Ethereum has dropped to multi-year lows as a key on-chain profitability metric falls to its lowest level since 2017, raising fresh questions about whether the market has fully priced in the current bear cycle.
Summary
- assnode data shows only 11% of the Ethereum supply remains in 3x profit, the lowest level since February 2017.
- U.S. spot Ethereum ETFs have recorded roughly $845 million in outflows over the past month, highlighting weak institutional demand.
- ETH faces key resistance near $1,700 as analysts warn historical bottom signals have yet to fully appear.
According to crypto.news data, Ethereum (ETH) price traded near $1,685 on June 8 after rebounding from a recent low around $1,505 during last week’s market-wide liquidation event.

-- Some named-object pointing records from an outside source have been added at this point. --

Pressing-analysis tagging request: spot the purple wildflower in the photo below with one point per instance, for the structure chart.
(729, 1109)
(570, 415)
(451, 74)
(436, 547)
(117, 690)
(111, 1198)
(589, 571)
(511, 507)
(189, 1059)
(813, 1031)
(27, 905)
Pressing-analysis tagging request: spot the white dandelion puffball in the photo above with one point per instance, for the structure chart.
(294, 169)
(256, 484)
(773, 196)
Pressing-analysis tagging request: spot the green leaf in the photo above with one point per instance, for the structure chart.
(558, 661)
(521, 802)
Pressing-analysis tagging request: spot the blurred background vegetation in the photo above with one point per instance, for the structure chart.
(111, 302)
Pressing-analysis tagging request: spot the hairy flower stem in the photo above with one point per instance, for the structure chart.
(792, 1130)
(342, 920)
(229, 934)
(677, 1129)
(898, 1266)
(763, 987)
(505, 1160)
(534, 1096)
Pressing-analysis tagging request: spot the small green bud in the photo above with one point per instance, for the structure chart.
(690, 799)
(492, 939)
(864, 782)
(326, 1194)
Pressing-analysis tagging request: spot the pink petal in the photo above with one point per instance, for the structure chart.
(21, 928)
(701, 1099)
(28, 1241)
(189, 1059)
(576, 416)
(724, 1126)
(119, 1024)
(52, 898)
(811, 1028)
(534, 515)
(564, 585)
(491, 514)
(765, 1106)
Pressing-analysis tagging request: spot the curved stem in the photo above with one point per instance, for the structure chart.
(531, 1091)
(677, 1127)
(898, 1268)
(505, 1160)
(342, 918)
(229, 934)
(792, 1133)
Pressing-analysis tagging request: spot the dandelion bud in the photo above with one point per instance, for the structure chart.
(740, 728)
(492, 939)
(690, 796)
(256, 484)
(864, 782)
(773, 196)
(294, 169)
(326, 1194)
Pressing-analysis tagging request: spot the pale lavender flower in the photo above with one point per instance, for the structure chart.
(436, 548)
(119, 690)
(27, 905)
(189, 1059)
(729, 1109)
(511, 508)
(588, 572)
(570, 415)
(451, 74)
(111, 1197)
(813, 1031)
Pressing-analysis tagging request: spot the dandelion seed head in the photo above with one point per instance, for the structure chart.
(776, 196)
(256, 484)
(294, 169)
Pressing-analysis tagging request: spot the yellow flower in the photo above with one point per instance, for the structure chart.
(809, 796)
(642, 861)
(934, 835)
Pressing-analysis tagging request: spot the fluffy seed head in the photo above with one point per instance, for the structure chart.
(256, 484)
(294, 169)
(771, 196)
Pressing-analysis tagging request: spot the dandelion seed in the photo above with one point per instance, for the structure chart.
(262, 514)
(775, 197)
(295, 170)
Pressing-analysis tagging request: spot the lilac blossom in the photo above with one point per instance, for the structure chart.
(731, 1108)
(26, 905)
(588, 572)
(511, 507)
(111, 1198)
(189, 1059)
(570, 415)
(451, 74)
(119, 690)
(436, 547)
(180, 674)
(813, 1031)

Despite the recovery, ETH remains one of the worst-performing major cryptocurrencies this year as investors continue reducing exposure to risk assets.
According to SoSoValue data, U.S. spot Ethereum ETFs have recorded roughly $885 million in net outflows over the past month, extending a multi-week trend of institutional capital leaving Ethereum investment products.

The withdrawals coincided with falling derivatives activity, as open interest and leveraged long exposure declined sharply during the correction.
At the same time, on-chain data suggests Ethereum holders have lost much of the profit cushion that supported previous bull markets.
Data from Glassnode shows that only 11% of Ethereum’s circulating supply is currently sitting on unrealized gains greater than 300%, matching levels last seen in February 2017. Unlike previous cycles, Ethereum never achieved the same profitability expansion seen during the 2017-18 and 2020-21 bull markets, when more than half of the network’s supply sat on gains exceeding 300%.
Hence, it suggests far fewer Ethereum holders accumulated the outsized profits seen in earlier cycles, leaving a larger share of investors much closer to their entry prices during the latest downturn.
Historical bottom signals have not appeared yet
Several analysts argue that the collapse in deeply profitable supply leaves Ethereum approaching an important inflection point.
According to crypto analyst Ardi, previous Ethereum bear markets reached their final lows only after weekly RSI broke below the 30 level and remained there for several weeks.
“We haven’t entered that oversold region yet, and we’re sitting just below $1,700. That’s not exactly a great spot to be in when the major macro support is only 15% below the current price.”
The observation comes as Ethereum’s weekly RSI hovers near 31, slightly above the oversold zone that accompanied major cycle lows in both 2018 and 2022.
Ardi also noted that the current cycle differs from previous ones because Ethereum never experienced the kind of parabolic breakout that characterized earlier bull markets. ETH has spent an unusually long period trading in the lower half of its RSI range, raising the possibility that the asset may not require the same type of capitulation event seen in prior bear cycles.
Macro conditions have complicated the outlook. Stronger-than-expected U.S. labor market data last week reduced expectations for Federal Reserve rate cuts, strengthening the dollar and weighing on risk assets. Bitcoin’s break below $60,000 triggered a wave of liquidations across crypto markets that pushed Ethereum toward levels last seen in early 2023.
Key resistance remains near $1,700
Price action now places Ethereum at an important technical level. The daily chart shows ETH trading beneath a descending trendline that has capped rallies since April.

Following its rebound from the 1.0 Fibonacci retracement level near $1,509, ETH price is attempting to reclaim resistance around $1,714. A breakout above that level could open the door toward $1,874 and $1,987.
Momentum indicators remain mixed. Daily RSI has recovered from oversold territory but remains below the neutral 50 mark, while MACD continues to trade below its signal line despite showing early signs of stabilization.
Shorter-term charts show Ethereum forming a bearish flag after rebounding from its June 6 low near $1,505. The recovery has unfolded within an upward-sloping channel, with price now testing both the upper boundary of the pattern and Supertrend resistance near $1,710.

A rejection from current levels could reinforce the bearish flag structure and bring the $1,505 support area back into focus. Conversely, a move above Supertrend resistance near $1,710 and the channel would invalidate the bearish setup and suggest buyers are regaining control.
CoinGlass liquidation data shows a large cluster of short liquidations between $1,710 and $1,730, while significant long liquidation pools remain concentrated around $1,600, $1,580, and $1,540. Those levels could become important liquidity targets if volatility increases.

For now, Ethereum remains caught between a historically weak profitability profile and a technical structure that has yet to confirm a sustained reversal. Whether the latest Glassnode reading represents late-stage capitulation or another stop on the way lower may depend on how buyers respond around the $1,700 level.
Disclosure: This article does not represent investment advice. The content and materials featured on this page are for educational purposes only.